Suppose that we have a matrix $$ \begin{pmatrix} a&c\\c&b \end{pmatrix}. $$ The eigenvalues of this matrix are given by $\lambda_1=(a+b-D)/2$ and $\lambda_1=(a+b+D)/2$, where $D=\sqrt{(a-b)^2+4c^2}$. The eigenvectors are given by $$ \tag{1} \begin{pmatrix}1\\(\lambda_1-a)/c\end{pmatrix}\quad\text{and}\quad\begin{pmatrix}1\\(\lambda_2-a)/c\end{pmatrix} $$ provided that $c\ne0$. However, when I use Mathematica to calculate the eigenvectors of this matrix, I get $$ \tag{2} \begin{pmatrix}-(\lambda_2-a)/c\\1\end{pmatrix}\quad\text{and}\quad\begin{pmatrix}-(\lambda_1-a)/c\\1\end{pmatrix}. $$ As far as I know, the eigenvectors are defined up to a multiplication by a non-zero constant. But multiplication by a constant does not transform eigenvectors $(1)$ into eigenvectors $(2)$. Or am I wrong?
Could anyone explain why I get different eigenvectors when I use Mathematica? Or are these eigenvectors the same?

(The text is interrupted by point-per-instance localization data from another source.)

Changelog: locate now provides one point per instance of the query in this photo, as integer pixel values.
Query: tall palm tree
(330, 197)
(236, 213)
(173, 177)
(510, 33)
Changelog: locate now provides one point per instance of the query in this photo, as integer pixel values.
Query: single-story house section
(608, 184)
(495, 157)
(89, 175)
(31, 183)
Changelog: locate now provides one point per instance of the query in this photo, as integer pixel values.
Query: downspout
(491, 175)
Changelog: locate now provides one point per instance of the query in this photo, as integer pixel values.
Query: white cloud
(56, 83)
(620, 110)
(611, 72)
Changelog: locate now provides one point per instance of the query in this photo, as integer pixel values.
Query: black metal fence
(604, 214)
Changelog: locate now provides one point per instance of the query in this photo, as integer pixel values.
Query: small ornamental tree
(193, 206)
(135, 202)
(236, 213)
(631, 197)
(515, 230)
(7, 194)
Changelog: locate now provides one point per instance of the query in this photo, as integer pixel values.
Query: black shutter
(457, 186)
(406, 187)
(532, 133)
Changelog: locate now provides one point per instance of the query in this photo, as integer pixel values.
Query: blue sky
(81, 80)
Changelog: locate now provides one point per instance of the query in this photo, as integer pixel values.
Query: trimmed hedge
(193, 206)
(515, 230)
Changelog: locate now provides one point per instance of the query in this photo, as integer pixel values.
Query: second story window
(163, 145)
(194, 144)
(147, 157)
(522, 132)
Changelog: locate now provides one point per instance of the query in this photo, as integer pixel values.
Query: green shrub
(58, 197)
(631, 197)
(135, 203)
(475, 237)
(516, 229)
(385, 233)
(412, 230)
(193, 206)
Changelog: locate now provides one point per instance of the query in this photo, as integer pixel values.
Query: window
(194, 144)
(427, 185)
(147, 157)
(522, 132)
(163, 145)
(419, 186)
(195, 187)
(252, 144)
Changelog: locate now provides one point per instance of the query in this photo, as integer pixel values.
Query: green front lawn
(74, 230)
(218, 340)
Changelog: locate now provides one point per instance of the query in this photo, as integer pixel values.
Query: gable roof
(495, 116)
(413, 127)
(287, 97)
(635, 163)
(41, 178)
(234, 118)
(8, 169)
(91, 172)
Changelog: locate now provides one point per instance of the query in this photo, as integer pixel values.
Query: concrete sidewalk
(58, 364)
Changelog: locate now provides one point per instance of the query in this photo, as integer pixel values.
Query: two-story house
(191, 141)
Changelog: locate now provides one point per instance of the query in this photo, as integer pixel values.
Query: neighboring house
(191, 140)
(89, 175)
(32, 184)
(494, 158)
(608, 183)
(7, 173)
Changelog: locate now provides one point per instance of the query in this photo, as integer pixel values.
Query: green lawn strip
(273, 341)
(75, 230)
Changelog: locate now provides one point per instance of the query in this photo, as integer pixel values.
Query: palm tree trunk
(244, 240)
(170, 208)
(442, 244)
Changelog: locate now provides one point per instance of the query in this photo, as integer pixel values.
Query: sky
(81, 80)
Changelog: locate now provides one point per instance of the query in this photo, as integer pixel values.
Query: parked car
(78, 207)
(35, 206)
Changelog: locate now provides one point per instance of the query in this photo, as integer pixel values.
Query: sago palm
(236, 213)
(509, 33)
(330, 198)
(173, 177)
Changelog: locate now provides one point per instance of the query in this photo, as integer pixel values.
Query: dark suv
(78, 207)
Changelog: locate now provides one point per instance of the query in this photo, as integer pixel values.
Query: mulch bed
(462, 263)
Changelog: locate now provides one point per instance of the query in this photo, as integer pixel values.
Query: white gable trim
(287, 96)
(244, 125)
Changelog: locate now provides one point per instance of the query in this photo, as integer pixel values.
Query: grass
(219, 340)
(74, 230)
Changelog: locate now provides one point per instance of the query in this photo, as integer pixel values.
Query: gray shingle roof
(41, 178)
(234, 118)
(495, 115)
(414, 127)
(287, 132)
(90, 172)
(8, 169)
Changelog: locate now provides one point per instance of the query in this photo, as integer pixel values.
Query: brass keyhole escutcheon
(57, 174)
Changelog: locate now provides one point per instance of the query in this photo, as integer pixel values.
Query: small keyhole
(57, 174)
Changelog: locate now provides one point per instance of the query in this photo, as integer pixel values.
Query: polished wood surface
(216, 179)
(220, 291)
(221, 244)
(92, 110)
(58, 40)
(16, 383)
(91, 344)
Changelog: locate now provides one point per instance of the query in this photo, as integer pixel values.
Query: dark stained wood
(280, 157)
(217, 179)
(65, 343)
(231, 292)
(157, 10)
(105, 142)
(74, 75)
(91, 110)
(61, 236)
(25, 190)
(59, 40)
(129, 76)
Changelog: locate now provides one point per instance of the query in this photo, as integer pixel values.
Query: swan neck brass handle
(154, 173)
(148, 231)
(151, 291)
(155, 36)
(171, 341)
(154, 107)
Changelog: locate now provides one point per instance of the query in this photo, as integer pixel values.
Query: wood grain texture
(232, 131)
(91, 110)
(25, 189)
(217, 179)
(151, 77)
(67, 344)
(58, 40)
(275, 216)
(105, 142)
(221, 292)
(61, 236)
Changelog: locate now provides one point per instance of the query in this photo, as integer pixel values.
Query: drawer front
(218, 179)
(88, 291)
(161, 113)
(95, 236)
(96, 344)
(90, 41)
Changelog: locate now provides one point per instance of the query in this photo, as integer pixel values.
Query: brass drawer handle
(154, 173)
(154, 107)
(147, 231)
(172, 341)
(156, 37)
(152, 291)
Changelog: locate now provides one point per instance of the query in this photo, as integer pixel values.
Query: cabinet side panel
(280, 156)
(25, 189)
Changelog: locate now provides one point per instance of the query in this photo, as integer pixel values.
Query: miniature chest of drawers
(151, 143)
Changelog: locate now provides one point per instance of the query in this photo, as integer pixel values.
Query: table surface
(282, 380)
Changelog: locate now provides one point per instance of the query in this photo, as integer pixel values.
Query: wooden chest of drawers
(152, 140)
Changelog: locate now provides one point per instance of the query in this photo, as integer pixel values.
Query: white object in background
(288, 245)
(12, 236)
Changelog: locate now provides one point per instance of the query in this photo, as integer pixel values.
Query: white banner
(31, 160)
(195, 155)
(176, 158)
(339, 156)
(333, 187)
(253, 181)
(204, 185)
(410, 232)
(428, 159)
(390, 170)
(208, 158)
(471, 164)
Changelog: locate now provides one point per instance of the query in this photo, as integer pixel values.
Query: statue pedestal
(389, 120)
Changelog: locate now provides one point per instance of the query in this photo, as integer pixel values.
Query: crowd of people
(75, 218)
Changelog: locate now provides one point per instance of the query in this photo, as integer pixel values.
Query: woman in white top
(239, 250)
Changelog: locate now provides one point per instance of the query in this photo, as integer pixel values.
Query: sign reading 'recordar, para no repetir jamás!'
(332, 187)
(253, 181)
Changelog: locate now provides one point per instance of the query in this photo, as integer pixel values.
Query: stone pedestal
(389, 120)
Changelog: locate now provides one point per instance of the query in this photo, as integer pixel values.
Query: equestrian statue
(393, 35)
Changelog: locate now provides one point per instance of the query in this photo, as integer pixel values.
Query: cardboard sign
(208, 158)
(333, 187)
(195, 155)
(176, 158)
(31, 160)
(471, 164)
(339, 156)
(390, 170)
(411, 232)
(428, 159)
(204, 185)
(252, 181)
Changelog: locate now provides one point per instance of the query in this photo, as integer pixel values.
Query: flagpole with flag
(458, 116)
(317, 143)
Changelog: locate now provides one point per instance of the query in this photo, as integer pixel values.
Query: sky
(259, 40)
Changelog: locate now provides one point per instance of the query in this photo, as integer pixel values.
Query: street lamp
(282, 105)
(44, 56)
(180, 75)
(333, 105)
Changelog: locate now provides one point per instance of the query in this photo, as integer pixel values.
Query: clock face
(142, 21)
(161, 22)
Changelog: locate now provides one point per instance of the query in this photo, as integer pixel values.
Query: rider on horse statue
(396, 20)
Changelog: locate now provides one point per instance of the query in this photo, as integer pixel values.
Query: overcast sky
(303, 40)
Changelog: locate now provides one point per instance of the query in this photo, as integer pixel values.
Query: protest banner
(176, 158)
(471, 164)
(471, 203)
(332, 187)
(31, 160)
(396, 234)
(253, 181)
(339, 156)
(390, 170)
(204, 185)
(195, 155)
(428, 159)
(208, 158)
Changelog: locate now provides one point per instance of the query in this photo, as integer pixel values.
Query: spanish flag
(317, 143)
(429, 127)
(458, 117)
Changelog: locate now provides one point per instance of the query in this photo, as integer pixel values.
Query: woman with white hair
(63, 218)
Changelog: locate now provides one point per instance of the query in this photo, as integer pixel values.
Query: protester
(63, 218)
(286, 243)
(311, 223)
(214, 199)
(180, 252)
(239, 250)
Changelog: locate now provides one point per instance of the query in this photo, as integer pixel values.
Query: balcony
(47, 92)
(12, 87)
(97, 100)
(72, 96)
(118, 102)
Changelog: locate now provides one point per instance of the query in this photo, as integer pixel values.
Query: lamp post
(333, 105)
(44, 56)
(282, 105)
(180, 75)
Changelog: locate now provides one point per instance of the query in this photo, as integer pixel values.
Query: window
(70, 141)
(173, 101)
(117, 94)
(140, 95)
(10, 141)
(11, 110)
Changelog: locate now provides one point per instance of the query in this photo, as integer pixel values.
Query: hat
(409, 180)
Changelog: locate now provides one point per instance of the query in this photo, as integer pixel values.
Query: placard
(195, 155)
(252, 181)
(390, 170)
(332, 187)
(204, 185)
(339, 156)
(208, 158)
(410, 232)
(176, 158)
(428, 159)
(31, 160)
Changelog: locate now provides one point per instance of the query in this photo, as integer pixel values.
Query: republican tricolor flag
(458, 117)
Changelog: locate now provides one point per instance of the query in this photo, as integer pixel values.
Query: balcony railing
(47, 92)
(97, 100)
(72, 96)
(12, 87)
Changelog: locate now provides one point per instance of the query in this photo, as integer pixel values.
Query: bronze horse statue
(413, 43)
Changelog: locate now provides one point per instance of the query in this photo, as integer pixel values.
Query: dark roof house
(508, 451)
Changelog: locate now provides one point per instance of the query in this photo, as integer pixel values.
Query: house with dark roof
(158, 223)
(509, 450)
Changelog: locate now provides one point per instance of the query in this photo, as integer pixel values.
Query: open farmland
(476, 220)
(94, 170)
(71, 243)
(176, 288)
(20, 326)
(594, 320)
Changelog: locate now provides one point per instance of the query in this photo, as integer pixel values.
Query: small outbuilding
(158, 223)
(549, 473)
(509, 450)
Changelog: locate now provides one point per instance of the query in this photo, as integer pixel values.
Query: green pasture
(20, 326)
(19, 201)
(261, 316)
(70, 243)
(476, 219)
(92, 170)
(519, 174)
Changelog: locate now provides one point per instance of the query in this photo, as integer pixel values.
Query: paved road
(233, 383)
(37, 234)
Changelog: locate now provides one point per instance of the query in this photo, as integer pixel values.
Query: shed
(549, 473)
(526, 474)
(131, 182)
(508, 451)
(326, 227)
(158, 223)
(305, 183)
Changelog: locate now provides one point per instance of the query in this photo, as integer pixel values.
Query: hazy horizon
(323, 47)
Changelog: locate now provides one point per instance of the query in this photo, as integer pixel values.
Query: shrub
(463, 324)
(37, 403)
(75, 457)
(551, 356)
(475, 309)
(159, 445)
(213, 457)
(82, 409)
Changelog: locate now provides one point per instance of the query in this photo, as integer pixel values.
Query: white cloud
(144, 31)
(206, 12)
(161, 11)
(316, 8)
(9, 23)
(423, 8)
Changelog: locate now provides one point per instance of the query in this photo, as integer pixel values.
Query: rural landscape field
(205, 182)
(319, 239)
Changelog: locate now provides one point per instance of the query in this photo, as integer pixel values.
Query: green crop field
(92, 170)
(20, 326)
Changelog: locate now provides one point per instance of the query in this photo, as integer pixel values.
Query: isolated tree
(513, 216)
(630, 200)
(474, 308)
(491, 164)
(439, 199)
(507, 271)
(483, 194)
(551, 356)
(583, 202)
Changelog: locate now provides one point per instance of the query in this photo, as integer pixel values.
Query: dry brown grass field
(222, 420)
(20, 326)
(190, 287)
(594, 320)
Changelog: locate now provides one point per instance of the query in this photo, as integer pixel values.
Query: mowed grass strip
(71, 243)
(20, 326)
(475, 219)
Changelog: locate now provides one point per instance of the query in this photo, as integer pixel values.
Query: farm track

Any help is much appreciated!
The characteristic polynomial of your matrix $A$ is
$$ p_A(x) = x^2 - (a + b)x + (ab - c^2) = (x - \lambda_1)(x - \lambda_2) = x^2 - (\lambda_1 + \lambda_2)x + \lambda_1 \lambda_2. $$
Assume that $c \neq 0$. If you multiply your first eigenvector by $-\frac{\lambda_2 - a}{c}$, you get
$$ -\frac{\lambda_2 - a}{c} \begin{pmatrix} 1 \\ \frac{\lambda_1 - a}{c} \end{pmatrix} = \begin{pmatrix} -\frac{\lambda_2 - a}{c} \\ - \frac{(\lambda_1 - a)(\lambda_2 - a)}{c^2} \end{pmatrix}. $$
Now,
$$ (\lambda_1 - a)(\lambda_2 - a) = \lambda_1 \lambda_2 - a (\lambda_1 + \lambda_2) + a^2 = (ab - c^2) - a(a + b) + a^2 = -c^2$$
so indeed we get
$$ -\frac{\lambda_2 - a}{c} \begin{pmatrix} 1 \\ \frac{\lambda_1 - a}{c} \end{pmatrix} = \begin{pmatrix} -\frac{\lambda_2 - a}{c} \\ - \frac{(\lambda_1 - a)(\lambda_2 - a)}{c^2} \end{pmatrix} = \begin{pmatrix} -\frac{\lambda_2 - a}{c} \\ 1 \end{pmatrix} $$
so your eigenvector and Mathematica's eigenvector are equal up to a multiplication by a non-zero constant.